Lets begin with describing the entry point, and all major functions that are called for a request/response.  We can then elaborate on the important functions.  Django uses the WSGI standard to interact with web servers, there is a lot of information available about this standard on the web.

Basically, django will be returning a callable application with the signature and return value the same as

def simple_app(environ, start_response):
    """Simplest possible application object"""
    status = '200 OK'
    response_headers = [('Content-type', 'text/plain')]
    start_response(status, response_headers)
    return ['Hello world!\n']


When deploying django the webserver needs to know of the location of the wsgi.py file that belongs to your project, this is where it retrieves the callable application (like the one above)

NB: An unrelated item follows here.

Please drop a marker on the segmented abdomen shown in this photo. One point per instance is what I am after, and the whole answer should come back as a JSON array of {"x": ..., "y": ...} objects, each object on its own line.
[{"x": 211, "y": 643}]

If we look in the wsgi.py file where django that is included with django we see:



from django.core.wsgi import get_wsgi_application
application = get_wsgi_application()

Ah HA!

So lets start tracing how our application is built!

1. get_wsgi_application is a public wrapper function that returns a WSGIHandler instance.
    Notice how WSGI handler has a lot in common with the above sample application:
   
    Django calculates the correct response status codes and headers and calls the `start_response` function that was passed into the app (from the webserver?) when the application is called.  It then returns the response.

2. So we are already at a dead end! Django returned our app to the webserver.  I don't know when the webserver actually calls our app or what start_response actually does, and we don't need to, we can just trust that the wsgi modules/wsgi servers do things right!  The response is calculated when our application (WSGIHandler instance) is called.  This takes place in WSGIHandlers.__call__.

3. The first thing WSGIHandler does is attempt to load middleware that is registered in the settings.py file.

4. The next significant action is the instantiation of a a new WSGIRequest

5. The last main action is retrieving a response for the new request object in get_response.  This is where the bulk of the request logic comes into play.  This function is responsible for calling all middleware hooks at the correct times, and for resolving a url to a view function, and executing that view function.  This is where those nice error messages of your view did not return a HTTPResponse object comes from!

This has been a quick, pretty high level architecture overview, of which main functions django calls to turn a request into a response.  There ARE other things going on like emitting signals along the way, and a couple config options to prepare a request for processing, but this is pretty much the gist of it.